Dolly waved her off. “Enough,” she said. “We’ve met.”
“Let’s drink to him in that case,” said Lydia, “for he’s off to the wars tomorrow.”
Dolly stiffened. Had she then so successfully drowned the passing days?
His hand brushed hers.
There are those for whom conversation is just so much cheap lace. Moe and Dolly, in the pathetic inadequacy of their human frames, in the void they both recognized between the felt and the expressed, were of those.
Knowledgeable, with a candor shorn of any ornament, their hands clasped and held.
_____________
He stayed with her, in the office, through the night. Such a long night. While she took the fight results and clipped the morning editions and the desks stood empty all around. “This is being a newspaperwoman?” his eyes mocked her. “What did you expect . . . Broadway. . .?”
In the morning, they went home to her room over the streetcars, as the sun rose and the day opened slowly to the heat. On the stairs, faces flushed, they awkwardly edged past Mr. Teitelbaum, the second-floor tenant, heavy and lumbering and still dazed with sleep, as he stumbled on his way to the factory where he would stand, choked, and even more dazed, in the steam of the afternoon, pressing pants. “Tell me,” says Mr. Teitelbaum, “how’s the family?” Grimacing, “Fine, everybody’s fine, thank you for asking,” they climbed upward, to that room with its fading flowered wallpaper and its view looking out on steel tracks and concrete walks and murky shops and peeling billboards and the drugstore cowboys on the corner, what was left of them.

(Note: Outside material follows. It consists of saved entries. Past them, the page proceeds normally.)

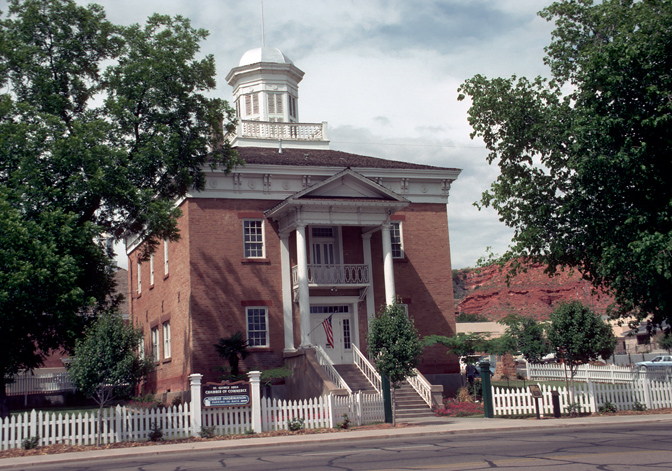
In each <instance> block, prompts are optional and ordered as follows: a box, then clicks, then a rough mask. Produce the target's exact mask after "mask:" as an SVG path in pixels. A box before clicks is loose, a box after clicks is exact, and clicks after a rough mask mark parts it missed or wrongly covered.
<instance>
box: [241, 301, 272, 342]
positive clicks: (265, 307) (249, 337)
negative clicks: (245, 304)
mask: <svg viewBox="0 0 672 471" xmlns="http://www.w3.org/2000/svg"><path fill="white" fill-rule="evenodd" d="M245 316H246V318H247V344H248V345H249V346H250V347H268V308H267V307H266V306H250V307H247V308H245Z"/></svg>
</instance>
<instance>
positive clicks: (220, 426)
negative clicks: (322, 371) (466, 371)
mask: <svg viewBox="0 0 672 471" xmlns="http://www.w3.org/2000/svg"><path fill="white" fill-rule="evenodd" d="M199 376H200V375H199ZM257 379H258V378H257ZM197 386H198V388H200V384H198V385H197ZM192 387H193V384H192ZM257 391H258V390H257ZM193 397H198V398H199V400H200V394H194V395H193ZM256 397H258V395H257V396H256ZM258 404H259V406H258V407H257V406H254V407H253V406H252V405H250V406H238V407H222V408H203V409H202V408H201V407H200V402H198V403H196V405H197V406H198V407H196V406H194V404H184V405H178V406H174V407H166V408H162V407H161V408H154V409H144V408H131V407H122V406H117V407H115V408H108V409H104V410H103V414H102V426H101V432H102V434H101V443H102V444H109V443H116V442H123V441H140V440H147V438H148V434H149V432H150V431H151V430H152V427H153V426H158V427H161V429H162V432H163V437H164V438H166V439H173V438H182V437H188V436H192V435H197V434H198V433H199V432H200V431H201V429H200V427H203V428H205V427H213V431H214V433H215V434H216V435H236V434H244V433H247V432H249V431H253V432H262V431H263V432H265V431H271V430H281V429H287V428H289V421H290V420H292V419H299V418H301V419H303V421H304V422H303V425H304V427H305V428H309V429H312V428H333V427H336V426H337V424H338V423H339V422H342V421H343V415H344V414H347V416H348V418H349V419H350V420H351V422H352V424H353V425H355V424H356V425H363V424H368V423H373V422H383V421H384V409H383V399H382V395H380V394H364V393H361V392H360V393H356V394H350V395H348V396H323V397H319V398H315V399H309V400H303V401H280V400H277V399H267V398H261V399H260V400H259V402H258ZM255 410H256V411H258V412H255ZM255 413H258V414H259V415H260V420H259V421H258V422H256V423H257V424H260V425H258V426H255V420H254V414H255ZM199 414H200V417H199ZM198 419H200V420H198ZM97 433H98V415H97V411H93V412H88V413H84V414H82V413H78V414H59V413H52V412H37V411H34V410H33V411H32V412H25V413H22V414H15V415H11V416H10V417H8V418H6V419H3V420H1V421H0V450H5V449H8V448H20V447H21V446H22V441H23V440H24V439H27V438H31V437H39V442H38V443H39V445H52V444H55V443H67V444H72V445H91V444H93V443H95V442H96V436H97Z"/></svg>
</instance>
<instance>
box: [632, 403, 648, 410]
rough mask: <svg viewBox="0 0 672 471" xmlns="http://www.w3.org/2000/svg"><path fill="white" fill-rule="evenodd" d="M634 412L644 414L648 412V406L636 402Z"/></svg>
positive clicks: (634, 408) (633, 408) (643, 404)
mask: <svg viewBox="0 0 672 471" xmlns="http://www.w3.org/2000/svg"><path fill="white" fill-rule="evenodd" d="M632 410H636V411H637V412H644V411H645V410H646V406H645V405H644V404H642V403H641V402H639V401H635V404H634V405H633V406H632Z"/></svg>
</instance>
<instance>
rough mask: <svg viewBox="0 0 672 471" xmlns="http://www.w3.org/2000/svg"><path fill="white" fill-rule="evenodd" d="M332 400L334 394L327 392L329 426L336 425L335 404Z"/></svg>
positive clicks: (327, 406)
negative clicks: (327, 393) (330, 393)
mask: <svg viewBox="0 0 672 471" xmlns="http://www.w3.org/2000/svg"><path fill="white" fill-rule="evenodd" d="M335 402H336V401H335V400H334V395H333V394H329V395H328V396H327V409H328V410H329V428H335V427H336V419H335V417H336V404H335Z"/></svg>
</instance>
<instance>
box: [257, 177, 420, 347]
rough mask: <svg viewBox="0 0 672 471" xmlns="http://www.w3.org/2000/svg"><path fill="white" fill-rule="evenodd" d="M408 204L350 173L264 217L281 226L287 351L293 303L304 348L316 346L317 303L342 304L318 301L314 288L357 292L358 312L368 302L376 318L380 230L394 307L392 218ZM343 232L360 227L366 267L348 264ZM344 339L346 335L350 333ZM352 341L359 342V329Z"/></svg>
mask: <svg viewBox="0 0 672 471" xmlns="http://www.w3.org/2000/svg"><path fill="white" fill-rule="evenodd" d="M408 205H409V201H408V200H406V199H405V198H403V197H401V196H399V195H397V194H396V193H394V192H392V191H390V190H389V189H387V188H385V187H383V186H382V185H379V184H378V183H376V182H374V181H372V180H370V179H368V178H366V177H364V176H362V175H360V174H359V173H357V172H355V171H353V170H351V169H345V170H343V171H341V172H339V173H337V174H335V175H333V176H332V177H330V178H327V179H326V180H324V181H322V182H320V183H318V184H315V185H313V186H310V187H308V188H305V189H304V190H303V191H300V192H297V193H295V194H294V195H292V196H290V197H288V198H287V199H285V200H284V201H283V202H282V203H280V204H279V205H277V206H276V207H274V208H272V209H270V210H268V211H266V212H265V216H266V217H267V218H270V219H272V220H275V221H277V222H278V225H279V230H280V237H281V239H282V241H283V244H282V245H281V250H282V252H283V253H282V256H281V262H282V276H283V313H284V320H285V322H284V328H285V351H294V350H295V348H296V347H295V345H294V336H293V329H294V326H293V316H292V313H293V309H292V303H298V310H299V319H300V326H299V328H300V332H301V335H300V339H301V343H300V346H301V347H307V346H310V345H313V344H315V339H314V338H311V335H310V334H311V332H314V331H315V330H316V329H315V323H314V321H311V305H314V304H316V302H318V301H319V302H321V303H322V304H324V303H325V301H327V302H328V303H330V304H333V303H334V302H337V301H338V299H337V298H338V296H334V297H333V299H326V300H325V299H324V298H325V297H324V296H320V297H319V299H317V298H315V296H313V297H311V289H314V290H315V291H316V292H320V293H322V292H323V291H324V289H329V290H331V292H333V293H334V294H336V293H337V292H338V291H339V290H350V291H352V290H358V293H359V294H358V296H356V297H355V300H356V303H354V304H355V306H354V307H355V308H356V304H357V303H358V302H363V301H365V302H366V312H367V315H368V316H369V317H370V316H373V315H374V314H375V311H376V306H375V305H374V301H373V300H374V290H373V279H372V273H373V271H372V269H371V264H372V256H371V235H372V234H373V233H374V232H377V231H381V233H382V241H383V244H382V245H383V254H382V258H383V261H384V263H383V273H384V287H385V301H386V303H388V304H390V303H392V302H394V299H395V288H394V270H393V264H392V242H391V241H392V238H391V235H390V228H391V227H392V224H391V220H390V217H391V215H392V214H394V213H395V212H396V211H398V210H400V209H402V208H405V207H406V206H408ZM343 227H359V228H361V244H360V247H361V253H360V254H359V255H360V257H361V258H362V259H363V261H364V263H347V260H345V259H344V257H343V254H344V246H343V240H342V236H341V232H342V229H343ZM292 232H294V233H295V234H296V237H295V239H296V262H297V263H296V265H295V266H292V267H290V266H289V263H290V257H289V249H290V247H289V235H290V234H291V233H292ZM290 275H291V279H289V277H290ZM285 278H287V279H285ZM287 288H290V289H287ZM337 304H338V302H337ZM346 304H347V303H346ZM355 308H353V309H352V311H354V313H356V312H357V309H355ZM314 314H319V313H315V312H314ZM355 321H356V319H351V321H350V322H353V323H355V324H354V325H356V322H355ZM344 335H347V331H346V333H345V334H344ZM313 337H315V336H313ZM353 337H358V331H357V329H355V334H354V335H353Z"/></svg>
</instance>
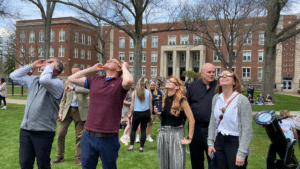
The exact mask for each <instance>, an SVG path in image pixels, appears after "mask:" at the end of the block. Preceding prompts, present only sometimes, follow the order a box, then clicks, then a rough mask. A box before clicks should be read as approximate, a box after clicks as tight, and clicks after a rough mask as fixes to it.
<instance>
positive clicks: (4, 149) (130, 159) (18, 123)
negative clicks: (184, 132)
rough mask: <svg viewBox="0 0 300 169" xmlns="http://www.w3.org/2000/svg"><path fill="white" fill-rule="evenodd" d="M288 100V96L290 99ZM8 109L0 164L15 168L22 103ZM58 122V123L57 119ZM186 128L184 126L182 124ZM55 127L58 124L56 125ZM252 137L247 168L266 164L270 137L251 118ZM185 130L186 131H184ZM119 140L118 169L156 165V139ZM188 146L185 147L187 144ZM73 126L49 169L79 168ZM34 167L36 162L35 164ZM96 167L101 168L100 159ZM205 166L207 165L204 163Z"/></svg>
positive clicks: (249, 167) (1, 116)
mask: <svg viewBox="0 0 300 169" xmlns="http://www.w3.org/2000/svg"><path fill="white" fill-rule="evenodd" d="M291 100H292V99H291ZM8 107H9V109H7V110H2V109H0V118H1V122H0V129H1V130H0V145H1V146H0V168H1V169H2V168H3V169H16V168H20V166H19V160H18V159H19V132H20V125H21V122H22V119H23V116H24V109H25V105H18V104H8ZM155 121H156V123H154V126H153V129H152V138H153V139H154V140H155V139H156V135H157V130H158V128H159V119H158V118H156V120H155ZM58 125H59V123H58ZM186 128H187V126H186ZM57 129H58V126H57ZM123 131H124V130H123V129H120V136H121V135H122V134H123ZM253 131H254V135H253V139H252V142H251V155H250V157H249V158H248V160H249V164H248V167H247V168H248V169H264V168H266V156H267V151H268V146H269V144H270V140H269V138H268V136H267V134H266V132H265V130H264V128H263V127H262V126H259V125H257V124H256V123H255V122H254V121H253ZM186 134H187V132H186ZM120 144H121V148H120V151H119V158H118V161H117V165H118V168H119V169H141V168H143V169H144V168H145V169H157V168H158V157H157V149H156V141H154V142H152V143H150V142H148V141H146V143H145V147H144V152H143V153H140V152H139V151H138V148H139V144H135V147H134V151H133V152H128V151H127V150H126V149H127V148H129V145H128V146H125V145H124V144H122V143H120ZM56 145H57V133H56V137H55V138H54V142H53V146H52V152H51V159H52V160H53V159H54V158H55V157H56V152H57V151H56ZM296 145H297V146H294V147H295V155H296V157H297V158H298V160H300V149H299V147H298V143H296ZM188 150H189V148H188ZM74 155H75V127H74V123H72V124H71V126H70V128H69V130H68V134H67V136H66V150H65V160H64V161H63V162H62V163H59V164H55V165H52V168H53V169H61V168H66V169H72V168H74V169H76V168H78V169H79V168H81V167H80V166H77V165H76V162H75V159H74ZM35 168H37V165H36V164H35ZM97 168H99V169H100V168H102V166H101V160H99V164H98V167H97ZM186 168H187V169H190V168H191V163H190V156H189V154H186ZM206 168H207V165H206Z"/></svg>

They stood in the doorway, uneasy. “You want something to eat?” she said.
The kitchen stared white and barren.
“Got anything to drink?” he said, turning away from her.
“Tea.”
“Nothing stronger?”
She was burrowing in the pantry. Sometimes her mother kept a crock of cherries fermenting beneath the cupboards, for the holidays. She dragged it out.

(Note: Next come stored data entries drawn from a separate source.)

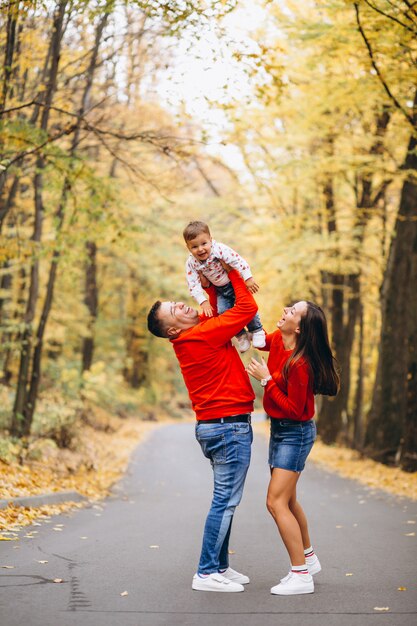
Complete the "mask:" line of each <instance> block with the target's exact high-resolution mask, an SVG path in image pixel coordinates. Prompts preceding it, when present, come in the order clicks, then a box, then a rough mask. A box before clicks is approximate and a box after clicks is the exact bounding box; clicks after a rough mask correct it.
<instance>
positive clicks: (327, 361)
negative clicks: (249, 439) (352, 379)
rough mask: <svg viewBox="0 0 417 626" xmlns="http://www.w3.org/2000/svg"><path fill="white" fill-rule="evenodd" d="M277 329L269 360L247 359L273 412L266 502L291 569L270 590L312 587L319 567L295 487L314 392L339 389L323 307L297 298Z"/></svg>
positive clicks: (255, 376)
mask: <svg viewBox="0 0 417 626" xmlns="http://www.w3.org/2000/svg"><path fill="white" fill-rule="evenodd" d="M277 327H278V330H276V331H275V332H274V333H272V334H270V335H267V338H266V346H265V348H264V350H269V358H268V364H266V363H265V361H264V360H263V359H262V361H261V363H259V362H258V361H257V360H256V359H251V361H250V363H249V365H248V366H247V368H246V369H247V371H248V373H249V374H250V375H251V376H253V377H254V378H256V379H257V380H259V381H261V385H262V386H263V387H264V389H265V395H264V409H265V412H266V413H267V414H268V416H269V417H270V418H271V437H270V443H269V465H270V468H271V480H270V483H269V487H268V495H267V507H268V510H269V512H270V513H271V515H272V517H273V518H274V520H275V522H276V524H277V526H278V530H279V532H280V535H281V537H282V540H283V542H284V544H285V547H286V548H287V551H288V554H289V557H290V563H291V569H290V571H289V573H288V574H287V576H285V578H283V579H282V580H281V582H280V583H279V584H278V585H276V586H275V587H272V589H271V593H273V594H277V595H293V594H300V593H313V591H314V582H313V576H312V575H313V574H317V573H318V572H319V571H320V570H321V565H320V561H319V559H318V558H317V556H316V555H315V553H314V551H313V548H312V546H311V541H310V537H309V534H308V526H307V519H306V516H305V514H304V511H303V509H302V508H301V506H300V504H299V503H298V502H297V497H296V487H297V482H298V479H299V477H300V474H301V472H302V470H303V469H304V465H305V461H306V459H307V456H308V454H309V452H310V450H311V448H312V447H313V443H314V440H315V438H316V426H315V423H314V420H313V415H314V394H318V393H320V394H324V395H329V396H334V395H336V394H337V392H338V390H339V376H338V374H337V372H336V369H335V359H334V357H333V355H332V352H331V349H330V345H329V339H328V334H327V324H326V318H325V316H324V313H323V311H322V309H321V308H320V307H319V306H317V305H315V304H313V303H312V302H306V301H301V302H296V304H294V305H293V306H292V307H288V308H285V309H284V315H283V316H282V318H281V319H280V320H279V322H278V324H277Z"/></svg>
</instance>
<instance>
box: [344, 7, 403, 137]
mask: <svg viewBox="0 0 417 626" xmlns="http://www.w3.org/2000/svg"><path fill="white" fill-rule="evenodd" d="M354 7H355V13H356V22H357V24H358V29H359V32H360V34H361V36H362V39H363V41H364V43H365V45H366V47H367V49H368V53H369V57H370V59H371V63H372V67H373V68H374V70H375V72H376V74H377V76H378V78H379V80H380V82H381V85H382V86H383V88H384V89H385V91H386V93H387V95H388V97H389V98H390V99H391V100H392V102H393V103H394V105H395V107H396V108H397V109H398V110H399V111H401V113H402V114H403V115H404V117H405V118H406V120H407V122H408V123H409V124H410V125H411V126H412V128H413V130H414V131H415V124H414V120H413V118H412V117H411V116H410V115H409V114H408V113H407V111H405V110H404V108H403V107H402V105H401V103H400V102H399V101H398V100H397V98H396V97H395V96H394V94H393V93H392V92H391V90H390V88H389V87H388V85H387V83H386V81H385V79H384V77H383V76H382V74H381V72H380V70H379V67H378V65H377V64H376V61H375V57H374V53H373V50H372V47H371V44H370V43H369V40H368V38H367V36H366V34H365V31H364V29H363V27H362V24H361V20H360V16H359V5H358V3H357V2H355V3H354Z"/></svg>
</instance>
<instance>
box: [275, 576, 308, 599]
mask: <svg viewBox="0 0 417 626" xmlns="http://www.w3.org/2000/svg"><path fill="white" fill-rule="evenodd" d="M313 592H314V581H313V577H312V576H311V574H295V573H294V572H290V573H289V575H288V576H286V577H285V578H283V579H282V581H281V582H280V583H279V585H275V587H272V589H271V593H273V594H275V595H277V596H295V595H298V594H301V593H313Z"/></svg>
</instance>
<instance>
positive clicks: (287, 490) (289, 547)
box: [267, 468, 310, 565]
mask: <svg viewBox="0 0 417 626" xmlns="http://www.w3.org/2000/svg"><path fill="white" fill-rule="evenodd" d="M298 478H299V474H298V473H297V472H291V471H288V470H284V469H280V468H274V469H273V470H272V472H271V480H270V483H269V487H268V494H267V507H268V511H269V512H270V513H271V515H272V517H273V518H274V520H275V522H276V525H277V526H278V530H279V533H280V535H281V537H282V540H283V542H284V544H285V547H286V548H287V551H288V554H289V557H290V561H291V565H304V564H305V557H304V543H303V540H304V538H305V537H303V534H302V531H301V526H300V523H299V521H298V518H297V516H296V515H295V513H294V512H293V511H292V510H291V509H290V502H291V501H292V502H293V503H296V486H297V481H298ZM298 507H299V508H297V503H296V506H295V509H296V513H297V514H298V515H300V519H301V522H302V523H303V524H304V522H305V528H306V527H307V522H306V521H305V515H304V513H303V510H302V509H301V507H300V506H299V505H298ZM300 509H301V514H300ZM307 537H308V531H307ZM308 545H310V544H308ZM307 547H308V546H307Z"/></svg>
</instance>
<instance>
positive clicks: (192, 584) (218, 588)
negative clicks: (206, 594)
mask: <svg viewBox="0 0 417 626" xmlns="http://www.w3.org/2000/svg"><path fill="white" fill-rule="evenodd" d="M191 587H192V588H193V589H194V590H195V591H220V592H225V593H236V592H238V591H245V588H244V586H243V585H240V584H239V583H234V582H233V581H231V580H229V579H228V578H225V577H224V576H222V575H221V574H209V575H208V576H204V577H203V578H202V577H201V576H199V575H198V574H194V577H193V584H192V585H191Z"/></svg>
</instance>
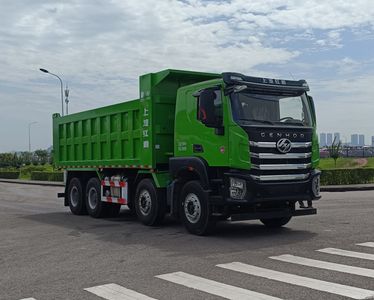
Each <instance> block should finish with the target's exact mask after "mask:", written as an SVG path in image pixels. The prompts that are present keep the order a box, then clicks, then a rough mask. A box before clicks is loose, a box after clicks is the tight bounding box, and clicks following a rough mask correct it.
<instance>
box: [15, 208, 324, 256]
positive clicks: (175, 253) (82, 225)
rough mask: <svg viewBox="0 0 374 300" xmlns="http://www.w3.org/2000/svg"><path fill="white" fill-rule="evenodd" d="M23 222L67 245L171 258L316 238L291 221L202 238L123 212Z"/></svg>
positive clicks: (58, 212)
mask: <svg viewBox="0 0 374 300" xmlns="http://www.w3.org/2000/svg"><path fill="white" fill-rule="evenodd" d="M22 218H24V219H28V220H30V221H33V222H38V223H44V224H48V225H51V230H54V228H53V227H54V226H56V227H58V228H59V229H58V230H56V234H60V235H62V236H61V238H62V239H65V238H67V242H68V241H69V238H81V237H84V238H85V239H87V238H88V239H90V238H93V239H95V240H101V241H103V242H110V243H114V244H118V246H119V247H127V246H135V245H136V246H138V247H139V246H141V248H143V246H144V248H148V247H151V248H157V249H159V250H160V251H163V252H166V253H167V255H170V256H180V255H189V254H191V253H193V254H201V255H211V254H215V253H221V254H222V253H232V252H239V251H244V250H260V249H265V248H270V247H274V246H275V245H276V246H281V245H290V244H295V243H301V242H306V241H307V240H310V239H312V238H313V237H315V236H316V235H317V233H316V232H313V231H312V230H310V231H309V230H300V229H297V228H298V226H297V224H294V223H293V222H292V220H291V222H290V223H289V224H288V227H283V228H276V229H269V228H266V227H265V226H263V225H262V224H260V223H259V222H256V221H252V222H236V223H234V222H220V223H218V224H217V228H216V230H215V232H214V233H213V235H210V236H204V237H201V236H194V235H191V234H189V233H188V232H187V231H186V230H185V229H184V227H183V225H181V224H180V223H179V222H176V221H174V220H172V219H169V218H167V219H166V220H165V222H164V224H163V225H161V226H159V227H146V226H143V225H142V224H140V223H139V222H138V221H137V220H136V216H134V215H131V214H129V212H128V211H122V212H121V214H120V215H119V216H118V217H117V218H111V219H93V218H91V217H89V216H75V215H72V214H71V213H70V212H54V213H45V214H34V215H28V216H23V217H22ZM303 228H305V226H303ZM61 229H62V230H61Z"/></svg>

He laughed. “It takes two Jews to salute their virginity in Passover Wine.”
The crock was too heavy to move. So they sat there, in the moldy pantry, Indian fashion, with legs crossed, gulping.

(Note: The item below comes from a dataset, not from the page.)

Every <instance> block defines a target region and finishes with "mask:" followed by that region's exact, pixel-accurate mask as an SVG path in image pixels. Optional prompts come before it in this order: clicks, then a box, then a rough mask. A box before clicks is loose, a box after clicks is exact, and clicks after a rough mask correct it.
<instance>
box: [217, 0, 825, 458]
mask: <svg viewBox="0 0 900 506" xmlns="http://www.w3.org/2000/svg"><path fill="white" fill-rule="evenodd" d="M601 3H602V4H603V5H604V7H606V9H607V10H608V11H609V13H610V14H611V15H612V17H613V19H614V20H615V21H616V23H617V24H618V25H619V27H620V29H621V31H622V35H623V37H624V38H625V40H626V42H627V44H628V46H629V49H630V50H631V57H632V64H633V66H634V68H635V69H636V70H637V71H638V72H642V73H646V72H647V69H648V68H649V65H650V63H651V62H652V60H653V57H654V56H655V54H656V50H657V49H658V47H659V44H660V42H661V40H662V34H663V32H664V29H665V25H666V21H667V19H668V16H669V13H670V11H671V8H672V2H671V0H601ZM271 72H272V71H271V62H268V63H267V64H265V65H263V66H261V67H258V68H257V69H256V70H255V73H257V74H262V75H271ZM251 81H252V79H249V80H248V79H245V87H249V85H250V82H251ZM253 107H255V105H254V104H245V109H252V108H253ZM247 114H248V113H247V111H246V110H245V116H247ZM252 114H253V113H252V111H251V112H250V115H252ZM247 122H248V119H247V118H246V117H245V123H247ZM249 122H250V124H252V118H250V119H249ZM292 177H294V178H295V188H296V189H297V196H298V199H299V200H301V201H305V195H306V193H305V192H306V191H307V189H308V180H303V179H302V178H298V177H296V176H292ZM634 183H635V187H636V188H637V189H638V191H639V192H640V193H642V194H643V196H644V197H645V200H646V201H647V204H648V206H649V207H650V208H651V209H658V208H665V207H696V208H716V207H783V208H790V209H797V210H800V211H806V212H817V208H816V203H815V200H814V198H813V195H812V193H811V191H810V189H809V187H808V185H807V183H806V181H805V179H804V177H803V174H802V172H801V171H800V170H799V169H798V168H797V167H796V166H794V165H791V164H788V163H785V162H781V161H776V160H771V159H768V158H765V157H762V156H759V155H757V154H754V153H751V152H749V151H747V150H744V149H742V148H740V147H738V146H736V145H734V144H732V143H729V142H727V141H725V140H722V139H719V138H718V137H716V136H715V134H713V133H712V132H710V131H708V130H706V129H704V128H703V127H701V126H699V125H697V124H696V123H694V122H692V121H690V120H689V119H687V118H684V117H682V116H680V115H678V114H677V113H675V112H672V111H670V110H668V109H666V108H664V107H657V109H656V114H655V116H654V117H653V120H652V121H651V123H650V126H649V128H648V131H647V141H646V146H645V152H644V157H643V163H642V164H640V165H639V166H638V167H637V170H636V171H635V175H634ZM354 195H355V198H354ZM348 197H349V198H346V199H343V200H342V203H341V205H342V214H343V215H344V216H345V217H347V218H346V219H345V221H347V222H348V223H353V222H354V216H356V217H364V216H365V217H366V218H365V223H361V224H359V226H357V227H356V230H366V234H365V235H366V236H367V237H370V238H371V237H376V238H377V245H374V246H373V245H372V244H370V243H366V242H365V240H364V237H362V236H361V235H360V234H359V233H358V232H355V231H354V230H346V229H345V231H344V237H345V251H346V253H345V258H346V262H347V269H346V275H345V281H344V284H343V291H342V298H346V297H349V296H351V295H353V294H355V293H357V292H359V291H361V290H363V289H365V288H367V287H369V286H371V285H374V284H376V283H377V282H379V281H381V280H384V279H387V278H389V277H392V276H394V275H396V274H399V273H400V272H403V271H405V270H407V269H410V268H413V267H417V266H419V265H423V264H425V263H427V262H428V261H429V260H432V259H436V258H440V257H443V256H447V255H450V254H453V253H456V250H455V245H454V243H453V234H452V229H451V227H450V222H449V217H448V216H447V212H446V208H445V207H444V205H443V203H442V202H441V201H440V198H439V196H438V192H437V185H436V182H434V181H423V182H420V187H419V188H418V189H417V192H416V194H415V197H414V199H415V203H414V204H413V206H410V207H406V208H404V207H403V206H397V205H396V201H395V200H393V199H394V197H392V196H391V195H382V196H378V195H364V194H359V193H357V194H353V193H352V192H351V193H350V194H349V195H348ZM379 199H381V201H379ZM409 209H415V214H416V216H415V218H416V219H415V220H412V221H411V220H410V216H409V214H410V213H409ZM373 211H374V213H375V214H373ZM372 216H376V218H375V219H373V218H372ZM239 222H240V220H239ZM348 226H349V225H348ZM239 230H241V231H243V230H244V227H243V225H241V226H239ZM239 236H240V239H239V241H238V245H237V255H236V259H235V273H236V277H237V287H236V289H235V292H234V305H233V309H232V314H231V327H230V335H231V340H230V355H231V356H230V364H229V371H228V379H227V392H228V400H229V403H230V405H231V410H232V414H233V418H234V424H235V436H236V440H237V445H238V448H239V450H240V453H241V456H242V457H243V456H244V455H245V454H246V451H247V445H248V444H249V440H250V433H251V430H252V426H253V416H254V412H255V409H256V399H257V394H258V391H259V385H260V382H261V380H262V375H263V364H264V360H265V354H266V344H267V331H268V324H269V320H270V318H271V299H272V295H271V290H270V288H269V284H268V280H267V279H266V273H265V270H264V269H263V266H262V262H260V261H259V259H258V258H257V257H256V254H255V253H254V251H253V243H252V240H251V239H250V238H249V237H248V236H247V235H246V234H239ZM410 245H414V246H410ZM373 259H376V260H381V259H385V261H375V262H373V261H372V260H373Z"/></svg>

“God, it’s sweet.” His mouth was a wry, downward turned purple.
“I don’t feel so good,” she said.
“To tell you the truth, neither do I.”
He held her as they unbent. She was wearing a thin cotton, sleeveless dress, and her arms burned. His uniform felt coarse and heavy against her skin.
“I’m going to take a bath,” she said, wildly.
“Ashamed?” His eyes caressed her gently and softly.
“Yes,” she said. “I don’t think I like my body very well.”
In her room, the sun beat through mercilessly. They pulled the torn yellow shades, but it only seemed to heighten the light, turned persimmon now and coursing through every corner. In the center, the bed spotlighted, waiting, like the stage before Sally Keith walked on.
Moe found some blankets in the closet and draped them over the windows.
“Thanks,” she said, understanding that he understood.
“It’s okay,” he fumbled with the buttons on his jacket. “I got feelings too, you know,” and he grinned. “Like maybe Moe Schlepp, Private, First Class, ain’t exactly Mellors.” His chest stood bared, a sickly blue, hairless and in-caved.
Beneath the covers, they hid, wet and sweaty, eyes closed and blood pounding. With all their bleak honesty, for all their tutored courage, who had told them and how were they to know that blunder, and ineptitude, and this moist despairing willed effort were also part of youth, and that their nakedness notwithstanding, they, too, stood innocent before the joining.
For her, there was pain, and nothing much else. Blood on the sheets, and they would have to be washed. Her family.
For him? “I’m sorry,” he said.
“Don’t be sorry,” she said. “So I’m not Lady Chatterley. So better I should know it now, than later.”
_____________
In the fall, she left Boston and went to New York City, armed with college degree, newspaper guild card, and a little experience. She still didn’t know any better, if she wasn’t queen of the shit-house, or Lady Chatterley, who she was, nor did she ever find out for sure. And since Moe died in the war, she supposed he never found out either. But she hoped that somewhere, before he died, if only on a German field with a German fraulein, bestial and uncaring, he’d had it where he wasn’t sorry.